Figure 1. The PHILLS hyperspectral imager. The imager is approximately 25 cm long, and has a mass of approximately 6 kg.
The HyperSpec™ VM-15 spectrometer used in the PHILLS, shown in cross section in Figure 2, was developed in a
collaboration between NRL and American Holographic, Inc., now Agilent Technologies. The spectrometer is an Offner
design that has inherently low smile (change in dispersion with field position) and keystone distortion (change in
magnification with spectral position), both modeled to be less than 0.1%. The spectrometer design incorporates a
convex reflective grating corrected for astigmatism, and was further optimized by selecting mirror tilts and the grating
holographic construction points to balance third- and fifth-order astigmatism.
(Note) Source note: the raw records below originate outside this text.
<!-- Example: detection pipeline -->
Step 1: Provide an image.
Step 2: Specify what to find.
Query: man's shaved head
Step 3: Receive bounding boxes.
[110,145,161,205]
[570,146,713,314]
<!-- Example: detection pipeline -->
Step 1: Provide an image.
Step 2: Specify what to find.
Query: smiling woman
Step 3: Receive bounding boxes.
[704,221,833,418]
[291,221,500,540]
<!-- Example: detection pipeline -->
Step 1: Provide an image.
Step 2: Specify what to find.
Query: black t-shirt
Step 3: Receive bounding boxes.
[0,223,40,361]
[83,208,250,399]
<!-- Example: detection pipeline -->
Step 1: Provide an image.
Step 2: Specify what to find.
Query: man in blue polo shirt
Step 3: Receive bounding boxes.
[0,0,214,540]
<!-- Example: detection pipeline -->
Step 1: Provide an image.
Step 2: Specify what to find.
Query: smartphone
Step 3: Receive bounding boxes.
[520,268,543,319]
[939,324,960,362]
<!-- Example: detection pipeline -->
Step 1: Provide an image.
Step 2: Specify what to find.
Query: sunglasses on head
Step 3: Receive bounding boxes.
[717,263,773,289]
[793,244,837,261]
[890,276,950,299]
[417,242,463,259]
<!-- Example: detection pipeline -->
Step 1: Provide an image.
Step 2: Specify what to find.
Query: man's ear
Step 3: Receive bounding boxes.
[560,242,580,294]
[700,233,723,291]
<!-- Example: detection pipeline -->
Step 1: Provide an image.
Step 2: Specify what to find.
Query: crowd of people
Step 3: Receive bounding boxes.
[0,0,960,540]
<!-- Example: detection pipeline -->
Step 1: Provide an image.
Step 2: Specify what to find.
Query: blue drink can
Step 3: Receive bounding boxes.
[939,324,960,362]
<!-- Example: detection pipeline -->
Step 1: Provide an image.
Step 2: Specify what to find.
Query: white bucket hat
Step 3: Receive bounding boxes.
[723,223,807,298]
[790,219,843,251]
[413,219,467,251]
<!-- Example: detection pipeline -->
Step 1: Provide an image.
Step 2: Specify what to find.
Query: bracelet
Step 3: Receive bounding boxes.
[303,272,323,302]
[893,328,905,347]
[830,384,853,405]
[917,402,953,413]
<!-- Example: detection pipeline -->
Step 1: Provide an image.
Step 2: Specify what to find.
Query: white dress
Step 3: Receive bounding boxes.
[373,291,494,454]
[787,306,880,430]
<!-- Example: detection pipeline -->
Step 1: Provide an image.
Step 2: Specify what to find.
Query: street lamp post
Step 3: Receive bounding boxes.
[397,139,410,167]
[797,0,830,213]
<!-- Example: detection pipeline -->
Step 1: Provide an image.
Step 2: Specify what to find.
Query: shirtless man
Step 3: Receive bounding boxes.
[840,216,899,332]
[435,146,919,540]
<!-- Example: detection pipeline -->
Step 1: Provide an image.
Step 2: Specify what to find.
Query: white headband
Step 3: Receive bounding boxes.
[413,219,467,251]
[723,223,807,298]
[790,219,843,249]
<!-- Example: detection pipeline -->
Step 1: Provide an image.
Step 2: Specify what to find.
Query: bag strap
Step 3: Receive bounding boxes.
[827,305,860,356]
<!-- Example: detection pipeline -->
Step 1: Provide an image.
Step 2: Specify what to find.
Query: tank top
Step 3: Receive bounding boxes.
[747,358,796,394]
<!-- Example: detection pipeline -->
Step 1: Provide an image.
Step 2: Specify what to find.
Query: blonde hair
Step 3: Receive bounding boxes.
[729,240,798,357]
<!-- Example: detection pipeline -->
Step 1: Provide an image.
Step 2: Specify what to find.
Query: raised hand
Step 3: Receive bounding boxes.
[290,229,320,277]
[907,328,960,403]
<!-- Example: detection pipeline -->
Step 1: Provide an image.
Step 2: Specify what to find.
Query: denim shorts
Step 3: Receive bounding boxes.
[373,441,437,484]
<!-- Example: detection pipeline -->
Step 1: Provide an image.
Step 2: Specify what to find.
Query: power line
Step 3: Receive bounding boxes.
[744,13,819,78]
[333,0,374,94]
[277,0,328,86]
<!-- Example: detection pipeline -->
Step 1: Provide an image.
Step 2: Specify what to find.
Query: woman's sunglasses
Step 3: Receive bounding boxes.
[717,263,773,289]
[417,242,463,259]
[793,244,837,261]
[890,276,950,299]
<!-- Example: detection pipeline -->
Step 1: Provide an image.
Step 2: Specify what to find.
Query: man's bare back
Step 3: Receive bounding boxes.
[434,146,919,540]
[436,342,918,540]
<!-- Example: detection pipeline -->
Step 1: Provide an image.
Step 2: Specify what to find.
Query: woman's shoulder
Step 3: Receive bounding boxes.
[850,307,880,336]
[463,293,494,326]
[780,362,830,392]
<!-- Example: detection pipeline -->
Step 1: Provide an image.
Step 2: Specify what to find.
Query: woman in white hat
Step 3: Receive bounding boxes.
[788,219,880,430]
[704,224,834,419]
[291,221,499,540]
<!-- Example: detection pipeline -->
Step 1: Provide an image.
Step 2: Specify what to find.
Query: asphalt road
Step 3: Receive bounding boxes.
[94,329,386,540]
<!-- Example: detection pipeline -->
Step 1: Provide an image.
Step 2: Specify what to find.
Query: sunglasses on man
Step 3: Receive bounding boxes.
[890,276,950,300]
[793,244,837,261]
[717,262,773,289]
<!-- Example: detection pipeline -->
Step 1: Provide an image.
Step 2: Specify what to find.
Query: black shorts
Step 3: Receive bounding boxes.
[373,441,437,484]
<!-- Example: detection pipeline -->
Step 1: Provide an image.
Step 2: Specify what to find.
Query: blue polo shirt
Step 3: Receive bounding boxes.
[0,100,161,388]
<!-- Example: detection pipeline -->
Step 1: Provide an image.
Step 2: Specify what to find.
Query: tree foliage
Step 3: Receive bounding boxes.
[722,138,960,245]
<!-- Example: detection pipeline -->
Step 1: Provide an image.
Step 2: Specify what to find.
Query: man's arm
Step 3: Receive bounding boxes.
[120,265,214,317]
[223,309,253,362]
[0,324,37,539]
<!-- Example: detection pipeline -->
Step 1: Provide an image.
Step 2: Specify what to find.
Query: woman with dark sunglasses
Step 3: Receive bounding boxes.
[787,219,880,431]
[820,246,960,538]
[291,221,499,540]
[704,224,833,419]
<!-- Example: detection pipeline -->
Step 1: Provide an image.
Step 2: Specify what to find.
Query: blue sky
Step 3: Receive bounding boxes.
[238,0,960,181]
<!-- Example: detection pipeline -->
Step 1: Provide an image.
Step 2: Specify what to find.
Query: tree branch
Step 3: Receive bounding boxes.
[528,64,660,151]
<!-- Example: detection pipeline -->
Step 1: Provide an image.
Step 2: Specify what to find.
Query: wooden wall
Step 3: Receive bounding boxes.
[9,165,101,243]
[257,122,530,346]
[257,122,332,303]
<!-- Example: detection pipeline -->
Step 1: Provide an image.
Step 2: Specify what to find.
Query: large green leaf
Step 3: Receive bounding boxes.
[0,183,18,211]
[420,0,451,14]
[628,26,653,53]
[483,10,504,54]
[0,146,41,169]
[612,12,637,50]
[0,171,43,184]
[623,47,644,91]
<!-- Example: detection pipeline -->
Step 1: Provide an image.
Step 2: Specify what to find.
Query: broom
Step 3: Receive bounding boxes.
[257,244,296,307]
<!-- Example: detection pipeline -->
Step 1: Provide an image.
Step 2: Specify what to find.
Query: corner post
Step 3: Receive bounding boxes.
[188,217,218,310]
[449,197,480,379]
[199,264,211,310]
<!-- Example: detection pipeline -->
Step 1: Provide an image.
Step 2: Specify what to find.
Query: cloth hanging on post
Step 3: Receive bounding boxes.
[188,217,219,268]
The dispersed image illuminates 1024 x
512 pixels of a 1024 x 1024 thinned, backside-illuminated CCD in a camera from PixelVision, Inc. The wavelength
range from 400 to 1000 nm is dispersed over approximately 500 pixels, yielding spectral binning as fine as 1.2 nm. The
backside illumination provides high quantum efficiency in the blue wavelengths, and the approximately 30 electron read
noise and 14 bit digitization enable the high signal to noise required to derive quality data products from the low albedo
water scenes. The focal plane assembly incorporates a zero order beam dump and an order-sorting filter to block the
second order spectrum. The PHILLS camera is controlled by a Windows-based personal computer through a PCI
interface card. The camera is usually commanded to bin internally in the spectral direction by 4 or 8, producing nominal
5 or 10 nm spectral bins, and when binning by 8 can achieve frame rates in excess of 70 frames per second. The image
data are written to the computer hard drive for later processing, analysis, and archiving.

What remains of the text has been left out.